Last updated on July 17th, 2018
Traditional saunas have been popular in various cultures around the world for centuries, but most of all in Scandinavia.
Modern infra-red saunas haven’t been around for so long, but the heat they produce penetrates much deeper into the body and results in a greater healing and detoxification effect.
One must be careful in choosing a far infra-red (FIR) sauna as the EMFs emitted from the heating elements can be quite high and may be harmful after regular exposure over time. Some models, however, do have low EMFs and are safe to use.
Near infra-red (NIR) saunas, which use heat lamps, don’t have the problem of high EMFs and they have the added benefits of more healing light frequencies and are cheaper. In fact, it is relatively easy to make one at home.
One disadvantage is that the heat is strongly directional, so one must rotate every couple of minutes so as not to burn the skin on one side and for the light and heat to penetrate all around the body. Another important thing to remember is to always keep your eyes closed and averted away from the lamps (up or down) when facing them. My personal preference is for the NIR saunas. For a wonderfully-crafted, portable NIR sauna, the best available is the Incandescent Pocket Sauna by SaunaSpace. I have written an in-depth review on the Pocket Sauna here.

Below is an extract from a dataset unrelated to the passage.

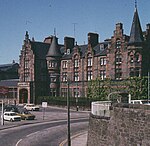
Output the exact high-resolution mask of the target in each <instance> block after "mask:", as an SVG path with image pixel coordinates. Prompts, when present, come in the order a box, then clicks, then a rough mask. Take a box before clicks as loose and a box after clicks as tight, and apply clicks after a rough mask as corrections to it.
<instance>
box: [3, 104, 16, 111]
mask: <svg viewBox="0 0 150 146" xmlns="http://www.w3.org/2000/svg"><path fill="white" fill-rule="evenodd" d="M4 111H5V112H10V111H11V112H18V107H17V106H16V105H11V104H8V105H5V106H4Z"/></svg>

I find the sauna a delightful place to meditate, like sitting facing the warm sun or a campfire.
When using sauna therapy it is extremely important to drink lots of pure water and to take electrolytes to replace the salts sweated out of the body. It is good to drink 2-4 glasses of water beforehand and 2 or more glasses afterwards. You can also take water in with you and drink during the sauna.
Don’t stay in for longer than twenty minutes to start with and definitely stop if you feel faint, dizzy or breathless. As you get used to it you can gradually build up, but for me 45 minutes is the absolute maximum that I can stay in my NIR sauna.